EXTRA STUDY 1: find out more about the organisations that published these videos to help you think more carefully about why they might want what these worker voices say to be heard and by whom. Primark’s home page is here, and the Awaj Foundation’s is here.


iii. Hidden voices in fashion’s supply chains

Manifesto Point #3 which starts: “Fashion gives people a voice, making it possible to speak up without fear…” So far, we have questioned who is typically ‘given a voice’ in fashion activism (the working class garment workers of colour from the Global South who help someone get dressed and then appear in her reflection) and who needs to listen to, and act on, what those voices say (the wealthy white woman in the Global North who discovers recognises that these distant others help to fashion her look). We have watched and listened to what garment workers’ say about their lives and work and thought critically about how, by whom, and for what purposes their voices have been looked for to present to specific audiences (we can presume that the Primak video was made for consumers, for example, and the Awaj Founsation’s video was made for ILO policymakers).
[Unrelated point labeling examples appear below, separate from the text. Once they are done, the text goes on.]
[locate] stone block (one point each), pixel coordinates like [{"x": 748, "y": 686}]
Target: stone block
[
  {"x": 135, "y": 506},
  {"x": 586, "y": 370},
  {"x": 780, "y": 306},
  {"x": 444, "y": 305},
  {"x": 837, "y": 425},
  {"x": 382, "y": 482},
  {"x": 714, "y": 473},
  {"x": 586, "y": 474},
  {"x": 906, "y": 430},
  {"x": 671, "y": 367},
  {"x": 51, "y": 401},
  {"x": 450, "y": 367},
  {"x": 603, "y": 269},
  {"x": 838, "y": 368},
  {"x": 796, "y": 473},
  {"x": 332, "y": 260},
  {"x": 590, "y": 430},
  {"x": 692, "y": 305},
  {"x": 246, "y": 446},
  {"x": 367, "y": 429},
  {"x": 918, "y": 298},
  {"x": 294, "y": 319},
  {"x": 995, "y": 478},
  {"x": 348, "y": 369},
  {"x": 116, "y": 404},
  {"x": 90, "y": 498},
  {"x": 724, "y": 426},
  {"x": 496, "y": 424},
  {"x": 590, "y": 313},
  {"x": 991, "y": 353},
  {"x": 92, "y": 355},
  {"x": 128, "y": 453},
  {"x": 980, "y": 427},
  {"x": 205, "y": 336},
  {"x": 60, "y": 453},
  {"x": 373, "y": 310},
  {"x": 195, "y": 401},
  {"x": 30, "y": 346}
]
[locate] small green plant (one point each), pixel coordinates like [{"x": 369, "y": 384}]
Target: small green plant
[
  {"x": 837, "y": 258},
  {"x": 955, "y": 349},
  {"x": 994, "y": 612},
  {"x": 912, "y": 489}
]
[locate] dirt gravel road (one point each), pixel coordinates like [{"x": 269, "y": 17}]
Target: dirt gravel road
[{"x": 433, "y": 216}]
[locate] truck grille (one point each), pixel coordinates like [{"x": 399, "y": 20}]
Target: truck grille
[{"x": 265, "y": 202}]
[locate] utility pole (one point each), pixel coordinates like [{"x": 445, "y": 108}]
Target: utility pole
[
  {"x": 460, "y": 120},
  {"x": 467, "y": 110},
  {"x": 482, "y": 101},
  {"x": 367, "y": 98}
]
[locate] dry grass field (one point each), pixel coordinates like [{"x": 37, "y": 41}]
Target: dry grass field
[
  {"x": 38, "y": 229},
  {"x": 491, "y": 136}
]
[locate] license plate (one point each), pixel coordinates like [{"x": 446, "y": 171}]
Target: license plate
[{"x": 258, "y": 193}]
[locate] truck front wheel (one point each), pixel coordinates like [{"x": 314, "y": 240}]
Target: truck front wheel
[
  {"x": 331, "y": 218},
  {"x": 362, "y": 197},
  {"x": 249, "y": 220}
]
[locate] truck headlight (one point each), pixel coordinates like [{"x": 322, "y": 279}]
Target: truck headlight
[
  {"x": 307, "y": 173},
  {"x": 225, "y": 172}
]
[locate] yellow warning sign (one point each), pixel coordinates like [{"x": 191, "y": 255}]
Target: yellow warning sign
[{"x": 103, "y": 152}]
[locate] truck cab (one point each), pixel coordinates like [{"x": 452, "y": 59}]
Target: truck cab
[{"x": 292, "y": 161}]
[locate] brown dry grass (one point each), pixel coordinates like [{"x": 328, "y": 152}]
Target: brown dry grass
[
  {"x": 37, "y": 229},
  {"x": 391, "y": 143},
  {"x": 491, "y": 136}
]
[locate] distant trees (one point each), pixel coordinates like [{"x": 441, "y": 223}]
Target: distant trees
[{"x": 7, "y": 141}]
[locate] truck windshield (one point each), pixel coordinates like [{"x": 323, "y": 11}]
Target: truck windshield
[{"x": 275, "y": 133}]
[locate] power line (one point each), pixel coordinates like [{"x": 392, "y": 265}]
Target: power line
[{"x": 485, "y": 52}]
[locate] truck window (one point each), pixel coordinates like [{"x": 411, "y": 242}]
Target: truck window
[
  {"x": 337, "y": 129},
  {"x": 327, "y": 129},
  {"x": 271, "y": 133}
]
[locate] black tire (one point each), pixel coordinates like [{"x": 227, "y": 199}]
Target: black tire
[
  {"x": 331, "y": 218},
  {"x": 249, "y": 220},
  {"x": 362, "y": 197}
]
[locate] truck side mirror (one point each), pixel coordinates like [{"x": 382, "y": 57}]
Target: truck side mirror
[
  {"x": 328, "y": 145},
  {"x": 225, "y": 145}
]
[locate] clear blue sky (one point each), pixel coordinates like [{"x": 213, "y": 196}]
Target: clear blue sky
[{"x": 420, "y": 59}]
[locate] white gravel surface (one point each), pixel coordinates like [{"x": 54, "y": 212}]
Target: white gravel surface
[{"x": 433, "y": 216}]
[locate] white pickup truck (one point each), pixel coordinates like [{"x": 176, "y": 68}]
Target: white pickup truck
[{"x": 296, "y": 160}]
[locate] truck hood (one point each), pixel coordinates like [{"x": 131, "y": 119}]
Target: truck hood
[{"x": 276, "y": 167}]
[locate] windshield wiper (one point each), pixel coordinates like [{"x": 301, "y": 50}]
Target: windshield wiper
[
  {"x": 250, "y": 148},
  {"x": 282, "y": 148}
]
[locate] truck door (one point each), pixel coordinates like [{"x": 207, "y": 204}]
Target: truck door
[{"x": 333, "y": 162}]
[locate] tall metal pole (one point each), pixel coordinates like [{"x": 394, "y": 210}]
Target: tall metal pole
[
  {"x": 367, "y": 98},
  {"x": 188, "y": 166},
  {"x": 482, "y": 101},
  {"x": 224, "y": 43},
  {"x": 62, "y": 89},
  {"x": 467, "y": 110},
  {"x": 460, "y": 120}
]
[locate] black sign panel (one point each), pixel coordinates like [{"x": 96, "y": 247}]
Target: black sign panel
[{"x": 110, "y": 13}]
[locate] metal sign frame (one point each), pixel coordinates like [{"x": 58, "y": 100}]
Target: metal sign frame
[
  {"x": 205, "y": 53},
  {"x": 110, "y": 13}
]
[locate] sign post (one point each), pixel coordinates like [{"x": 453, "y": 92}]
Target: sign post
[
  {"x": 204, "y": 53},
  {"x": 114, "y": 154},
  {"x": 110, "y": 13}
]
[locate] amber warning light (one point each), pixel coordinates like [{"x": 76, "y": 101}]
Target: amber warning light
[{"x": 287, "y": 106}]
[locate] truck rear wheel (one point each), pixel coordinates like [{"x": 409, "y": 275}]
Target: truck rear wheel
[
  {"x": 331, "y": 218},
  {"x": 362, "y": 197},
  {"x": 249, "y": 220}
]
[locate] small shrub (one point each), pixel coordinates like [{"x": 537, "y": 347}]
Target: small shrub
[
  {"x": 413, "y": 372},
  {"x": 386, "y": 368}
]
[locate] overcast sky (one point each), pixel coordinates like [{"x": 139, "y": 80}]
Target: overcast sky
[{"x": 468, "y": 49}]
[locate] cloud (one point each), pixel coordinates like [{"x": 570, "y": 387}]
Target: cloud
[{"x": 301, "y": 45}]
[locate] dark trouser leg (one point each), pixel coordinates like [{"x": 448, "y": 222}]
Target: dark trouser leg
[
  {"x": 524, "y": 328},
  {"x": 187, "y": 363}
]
In this task, we want you to think about the voices that are missing from our understanding at the moment, and the other people that garment workers might be talking to in their efforts to change their lives for the better.

QUESTION 1: The voices that we have concentrated on so far are manly those of poor women of colour who work in garment factories in Bangladesh cutting, sewing and pressing clothes, and living in ‘shanty town’ accommodation. We know from the previous modules that there are plenty of other people working in the fashion industry all around the world, doing all kinds of different things, earning more and less money for doing so but, together, helping to make it what it is today and being able, therefore, to help change it for the better. So, of all these people, whose voices are we not hearing? List the first five you can think of.


QUESTION 2: We have also begun to think about who garment workers are asked to speak to and how and by whom their voices are mediated. Now we want you to look at the five people you have just listed. Who might they talk to about their lives and work in the fashion industry? Where in the world might they do this (in which countries, at work, home, where?)  How, and by whom, might their voices be mediated? How and where would we get to hear from them? Don’t worry about your answers being right or wrong.


iv. Other worker voices and their audiences

The second part of Manifesto point #3 says that fashion gives people a voice so that they can “join together in unity without repercussion and negotiate for better conditions at work and across communities.” So, let’s now look at one fascinating example of that happening – not always without repercussions – in Cambodia. In Module 3a, we looked at the concept of ‘intersectional solidarity’ through the example of the “Beautiful Clothes, Ugly Reality” fashion show. Look closely at that film and there’s a scene in which a small group of young women seem to be singing. 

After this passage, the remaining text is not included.